In the video linked below a store owner reacts to three thugs attempting a robbery. The thugs enter the store and immediately threaten the owner and customers with firearms. The thugs are committing aggravated robbery and threatening the use of unlawful deadly force—both acts are serious felonies. (see video)
At one point the store owner has retreated and a thug is on the counter threatening him with a pistol. The store owner cooperates until he has the opportunity to retrieve his pistol. We next see the store owner after he has returned to the front and grabbed a pistol from under the counter. He opens fire on the three thugs and at least one returns fire as they scramble to escape out the front door.
The thugs then exit the store and the owner pursues. Pursuing the thugs is a bad decision as this creates a second event distinct from the earlier aggravated robbery. The owner is now using deadly force against the thugs who arguably no longer pose the threat of unlawful deadly force. As of this writing, there is no indication that the store owner has been charged.
The store owner’s pursuit of the thugs however, does provide a prosecutor the opportunity to charge the store owner with aggravated assault. If he had not pursued the robbers into the street, the prosecution would have faced an almost impossible burden in attempting to disprove any claim of self-defense or defense of other innocents (there were at least three customers in the store). This would have made the store owner extremely hard to convict and prosecutors do not like taking cases to trial that are hard to convict. Do not chase escaping thugs.

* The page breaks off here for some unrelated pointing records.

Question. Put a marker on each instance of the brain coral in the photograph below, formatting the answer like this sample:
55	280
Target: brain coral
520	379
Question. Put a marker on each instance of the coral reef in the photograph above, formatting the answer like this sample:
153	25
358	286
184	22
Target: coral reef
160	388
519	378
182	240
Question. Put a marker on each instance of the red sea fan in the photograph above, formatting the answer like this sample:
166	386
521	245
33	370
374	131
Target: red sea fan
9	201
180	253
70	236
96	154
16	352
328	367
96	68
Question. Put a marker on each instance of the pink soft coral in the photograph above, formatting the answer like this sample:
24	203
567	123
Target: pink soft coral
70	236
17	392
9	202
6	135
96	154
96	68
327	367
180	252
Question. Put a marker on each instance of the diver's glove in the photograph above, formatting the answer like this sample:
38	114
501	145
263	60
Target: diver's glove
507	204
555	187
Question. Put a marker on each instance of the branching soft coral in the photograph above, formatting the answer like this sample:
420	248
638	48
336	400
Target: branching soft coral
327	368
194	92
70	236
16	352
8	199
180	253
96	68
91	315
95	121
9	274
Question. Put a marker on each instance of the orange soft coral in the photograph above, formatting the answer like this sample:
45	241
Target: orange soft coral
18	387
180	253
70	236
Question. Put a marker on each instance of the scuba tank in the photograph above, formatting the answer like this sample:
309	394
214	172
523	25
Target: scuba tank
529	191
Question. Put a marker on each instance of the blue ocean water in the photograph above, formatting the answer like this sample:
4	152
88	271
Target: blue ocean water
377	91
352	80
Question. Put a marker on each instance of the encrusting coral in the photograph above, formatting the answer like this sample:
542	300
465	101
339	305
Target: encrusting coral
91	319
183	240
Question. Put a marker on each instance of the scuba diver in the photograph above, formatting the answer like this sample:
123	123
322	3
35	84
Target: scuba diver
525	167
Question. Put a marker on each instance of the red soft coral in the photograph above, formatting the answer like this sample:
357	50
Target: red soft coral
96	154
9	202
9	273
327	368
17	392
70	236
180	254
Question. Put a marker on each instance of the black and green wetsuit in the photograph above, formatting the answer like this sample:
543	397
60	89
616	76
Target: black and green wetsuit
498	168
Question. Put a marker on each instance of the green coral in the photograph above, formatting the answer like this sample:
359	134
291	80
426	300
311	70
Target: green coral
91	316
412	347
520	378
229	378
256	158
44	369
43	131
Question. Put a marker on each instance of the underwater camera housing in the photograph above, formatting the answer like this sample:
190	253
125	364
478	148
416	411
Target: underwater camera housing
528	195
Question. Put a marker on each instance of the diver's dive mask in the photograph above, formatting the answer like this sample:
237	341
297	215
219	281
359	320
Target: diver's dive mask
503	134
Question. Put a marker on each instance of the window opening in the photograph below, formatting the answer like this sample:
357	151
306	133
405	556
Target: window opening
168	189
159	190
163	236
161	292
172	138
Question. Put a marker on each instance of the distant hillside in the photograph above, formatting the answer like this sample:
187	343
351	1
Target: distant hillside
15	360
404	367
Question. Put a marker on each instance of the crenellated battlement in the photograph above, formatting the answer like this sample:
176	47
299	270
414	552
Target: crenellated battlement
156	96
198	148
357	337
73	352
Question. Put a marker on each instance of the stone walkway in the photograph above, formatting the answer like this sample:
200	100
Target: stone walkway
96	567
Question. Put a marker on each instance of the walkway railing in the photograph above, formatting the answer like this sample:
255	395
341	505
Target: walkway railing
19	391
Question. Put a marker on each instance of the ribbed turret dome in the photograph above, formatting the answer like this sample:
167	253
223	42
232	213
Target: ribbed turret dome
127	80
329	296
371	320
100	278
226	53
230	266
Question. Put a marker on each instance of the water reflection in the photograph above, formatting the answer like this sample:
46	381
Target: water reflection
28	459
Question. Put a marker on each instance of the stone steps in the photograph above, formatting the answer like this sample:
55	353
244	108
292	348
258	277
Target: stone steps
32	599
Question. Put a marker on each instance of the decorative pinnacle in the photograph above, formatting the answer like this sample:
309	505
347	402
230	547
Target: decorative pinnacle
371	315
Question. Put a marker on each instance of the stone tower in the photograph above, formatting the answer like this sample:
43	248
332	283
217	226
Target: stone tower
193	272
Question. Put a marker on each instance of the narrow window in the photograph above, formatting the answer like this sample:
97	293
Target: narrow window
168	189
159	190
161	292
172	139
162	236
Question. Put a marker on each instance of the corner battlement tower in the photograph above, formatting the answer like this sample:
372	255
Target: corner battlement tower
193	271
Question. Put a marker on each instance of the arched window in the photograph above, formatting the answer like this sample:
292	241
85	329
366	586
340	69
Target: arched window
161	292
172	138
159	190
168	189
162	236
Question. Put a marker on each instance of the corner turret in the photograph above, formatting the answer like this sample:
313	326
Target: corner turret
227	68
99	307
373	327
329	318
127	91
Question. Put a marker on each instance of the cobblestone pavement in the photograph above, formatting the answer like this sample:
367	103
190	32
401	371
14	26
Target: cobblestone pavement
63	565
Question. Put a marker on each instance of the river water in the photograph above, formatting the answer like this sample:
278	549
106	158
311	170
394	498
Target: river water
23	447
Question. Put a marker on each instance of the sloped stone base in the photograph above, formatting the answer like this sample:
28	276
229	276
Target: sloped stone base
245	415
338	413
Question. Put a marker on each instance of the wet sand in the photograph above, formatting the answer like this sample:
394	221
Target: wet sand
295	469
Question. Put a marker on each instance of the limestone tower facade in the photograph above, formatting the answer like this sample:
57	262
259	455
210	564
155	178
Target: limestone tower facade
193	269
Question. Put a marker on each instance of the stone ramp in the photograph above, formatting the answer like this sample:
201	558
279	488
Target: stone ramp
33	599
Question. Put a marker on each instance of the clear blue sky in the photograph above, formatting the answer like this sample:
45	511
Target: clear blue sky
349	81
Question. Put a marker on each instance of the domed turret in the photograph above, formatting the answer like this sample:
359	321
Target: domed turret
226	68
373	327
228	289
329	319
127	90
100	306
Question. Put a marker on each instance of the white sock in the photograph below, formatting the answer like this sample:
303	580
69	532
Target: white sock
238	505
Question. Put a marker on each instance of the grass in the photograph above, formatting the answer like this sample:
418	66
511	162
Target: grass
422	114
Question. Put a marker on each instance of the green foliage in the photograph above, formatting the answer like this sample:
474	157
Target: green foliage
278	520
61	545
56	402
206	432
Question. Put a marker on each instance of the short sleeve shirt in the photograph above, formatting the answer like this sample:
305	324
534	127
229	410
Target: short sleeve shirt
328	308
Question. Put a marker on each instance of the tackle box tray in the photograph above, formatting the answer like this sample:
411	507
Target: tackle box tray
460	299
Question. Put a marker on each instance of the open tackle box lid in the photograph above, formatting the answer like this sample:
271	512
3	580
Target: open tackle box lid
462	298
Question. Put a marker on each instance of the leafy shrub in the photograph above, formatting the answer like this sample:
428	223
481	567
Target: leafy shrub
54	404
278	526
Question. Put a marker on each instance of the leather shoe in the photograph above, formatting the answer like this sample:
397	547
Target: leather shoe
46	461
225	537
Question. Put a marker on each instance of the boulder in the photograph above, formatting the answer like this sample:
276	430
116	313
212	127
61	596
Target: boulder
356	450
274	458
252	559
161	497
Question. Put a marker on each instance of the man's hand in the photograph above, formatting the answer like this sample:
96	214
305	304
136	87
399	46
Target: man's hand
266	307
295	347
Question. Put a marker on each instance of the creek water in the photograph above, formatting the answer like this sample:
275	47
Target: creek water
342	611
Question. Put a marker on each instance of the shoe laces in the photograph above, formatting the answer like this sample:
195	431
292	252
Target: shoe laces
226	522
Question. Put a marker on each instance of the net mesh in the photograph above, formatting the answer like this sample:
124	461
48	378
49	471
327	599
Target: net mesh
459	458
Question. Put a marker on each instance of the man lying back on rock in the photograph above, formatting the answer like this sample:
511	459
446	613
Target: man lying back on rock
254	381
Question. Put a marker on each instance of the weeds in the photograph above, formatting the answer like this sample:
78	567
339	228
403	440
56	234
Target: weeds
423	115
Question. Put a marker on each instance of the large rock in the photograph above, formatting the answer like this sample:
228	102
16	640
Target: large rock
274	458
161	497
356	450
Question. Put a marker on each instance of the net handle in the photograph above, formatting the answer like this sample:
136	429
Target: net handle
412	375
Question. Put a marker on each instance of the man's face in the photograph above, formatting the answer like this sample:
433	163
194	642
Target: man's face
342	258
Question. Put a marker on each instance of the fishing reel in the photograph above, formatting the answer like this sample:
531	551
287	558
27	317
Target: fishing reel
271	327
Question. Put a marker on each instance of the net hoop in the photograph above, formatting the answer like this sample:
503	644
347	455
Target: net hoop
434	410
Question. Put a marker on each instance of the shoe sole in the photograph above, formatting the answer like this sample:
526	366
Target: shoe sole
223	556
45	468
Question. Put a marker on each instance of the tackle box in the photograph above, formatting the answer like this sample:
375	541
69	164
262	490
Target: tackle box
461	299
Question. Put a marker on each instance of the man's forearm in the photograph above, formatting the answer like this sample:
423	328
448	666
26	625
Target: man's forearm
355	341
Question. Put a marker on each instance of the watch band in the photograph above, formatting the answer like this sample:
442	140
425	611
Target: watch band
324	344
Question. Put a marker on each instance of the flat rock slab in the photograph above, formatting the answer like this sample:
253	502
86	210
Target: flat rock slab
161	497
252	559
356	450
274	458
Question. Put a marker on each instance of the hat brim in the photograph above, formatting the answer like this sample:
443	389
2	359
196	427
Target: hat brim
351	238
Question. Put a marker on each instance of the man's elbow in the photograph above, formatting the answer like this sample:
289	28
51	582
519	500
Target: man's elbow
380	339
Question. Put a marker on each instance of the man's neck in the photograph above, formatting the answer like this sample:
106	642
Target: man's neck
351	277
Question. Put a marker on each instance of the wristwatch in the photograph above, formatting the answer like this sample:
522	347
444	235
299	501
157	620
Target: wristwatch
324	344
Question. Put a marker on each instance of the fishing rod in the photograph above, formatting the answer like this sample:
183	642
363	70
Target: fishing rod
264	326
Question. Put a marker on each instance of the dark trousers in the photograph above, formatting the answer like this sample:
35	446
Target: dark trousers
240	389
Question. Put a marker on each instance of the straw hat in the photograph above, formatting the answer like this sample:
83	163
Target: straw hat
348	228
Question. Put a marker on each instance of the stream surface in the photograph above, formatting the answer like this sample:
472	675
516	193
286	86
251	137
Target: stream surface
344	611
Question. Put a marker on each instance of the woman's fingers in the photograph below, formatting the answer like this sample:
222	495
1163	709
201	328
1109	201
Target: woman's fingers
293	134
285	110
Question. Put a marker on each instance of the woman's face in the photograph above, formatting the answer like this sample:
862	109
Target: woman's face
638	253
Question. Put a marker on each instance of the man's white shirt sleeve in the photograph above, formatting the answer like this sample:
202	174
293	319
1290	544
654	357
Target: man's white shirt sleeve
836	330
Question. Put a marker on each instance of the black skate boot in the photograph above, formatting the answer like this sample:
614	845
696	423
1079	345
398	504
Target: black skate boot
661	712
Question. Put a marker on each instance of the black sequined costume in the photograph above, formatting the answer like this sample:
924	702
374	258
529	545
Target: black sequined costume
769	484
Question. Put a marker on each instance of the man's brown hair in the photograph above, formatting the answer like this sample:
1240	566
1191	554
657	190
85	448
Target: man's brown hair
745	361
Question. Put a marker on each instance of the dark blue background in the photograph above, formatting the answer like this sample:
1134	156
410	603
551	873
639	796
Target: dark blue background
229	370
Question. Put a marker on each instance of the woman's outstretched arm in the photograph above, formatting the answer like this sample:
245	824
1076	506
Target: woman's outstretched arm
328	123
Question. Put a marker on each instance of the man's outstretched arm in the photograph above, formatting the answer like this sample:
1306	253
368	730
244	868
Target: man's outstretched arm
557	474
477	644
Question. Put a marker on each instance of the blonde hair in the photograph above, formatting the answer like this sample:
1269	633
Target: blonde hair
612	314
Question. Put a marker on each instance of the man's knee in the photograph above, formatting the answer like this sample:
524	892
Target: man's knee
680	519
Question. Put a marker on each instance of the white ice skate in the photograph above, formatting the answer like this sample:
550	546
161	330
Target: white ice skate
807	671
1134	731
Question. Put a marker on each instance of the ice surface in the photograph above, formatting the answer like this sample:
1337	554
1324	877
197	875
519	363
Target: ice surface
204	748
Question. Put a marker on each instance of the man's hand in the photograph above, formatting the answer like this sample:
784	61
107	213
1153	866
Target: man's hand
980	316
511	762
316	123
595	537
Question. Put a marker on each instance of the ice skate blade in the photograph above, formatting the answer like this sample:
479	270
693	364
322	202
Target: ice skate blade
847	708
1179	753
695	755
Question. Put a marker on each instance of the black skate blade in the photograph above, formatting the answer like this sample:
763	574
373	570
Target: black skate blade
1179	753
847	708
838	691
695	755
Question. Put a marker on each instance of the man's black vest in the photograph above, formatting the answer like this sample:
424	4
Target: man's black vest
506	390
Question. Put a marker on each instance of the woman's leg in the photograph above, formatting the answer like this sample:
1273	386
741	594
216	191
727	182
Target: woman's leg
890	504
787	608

We used this incident as a basis for a Short Range Match stage. The Short Range Match safely replicates real-life incidents on the range which then allows competitors to solve the problem. All threat targets have a visible weapon or full mask distinguishing them from the non-threats who have no visible weapon and their face is not covered. In this particular stage, we had the competitors fire the stage three times (strings of fire) beginning from three different start positions: hand on pistol, hands at sides, and hand in surrender with wrists above shoulder.
|Eric Shooting the Short Range Stage|
The stage is set with two non-threats in front of the threat targets and one threat standing on the counter as you will see in the video. My string for the stage shown in the video is with me using a P365 (I am an IDPA Master with the Back Up Gun) and starting with my hand on the pistol. My draw time measured from the instant I initially moved at the start signal until I fired the first shot was 0.63 seconds. This measurement does not include my reaction to the buzzer. As a point of interest, the buzzer’s “beep” lasts 0.30 seconds and I reacted to the onset of the beep in 0.20 seconds. My draw from concealment starting from hands at sides was 1.77 seconds and my draw from surrender was 1.67 seconds.
Another IDPA Master shooter using a Carry Optic measured in the same manner resulted in a 1.10 second draw with hand on pistol, from hands at sides was 1.30 seconds, and his draw from surrender was 1.60 seconds.
I’ve collected data on literally thousands of runs comparing these starting positions and (depending upon the shooter’s skill) starting with the hand on the pistol saves 0.50 – 1.75 seconds or more over starting with your hand on the pistol versus starting with the hands in another position. Clearly, if you see a potentially unlawful deadly force incident developing, placing your hand on your pistol can save significant time on your draw.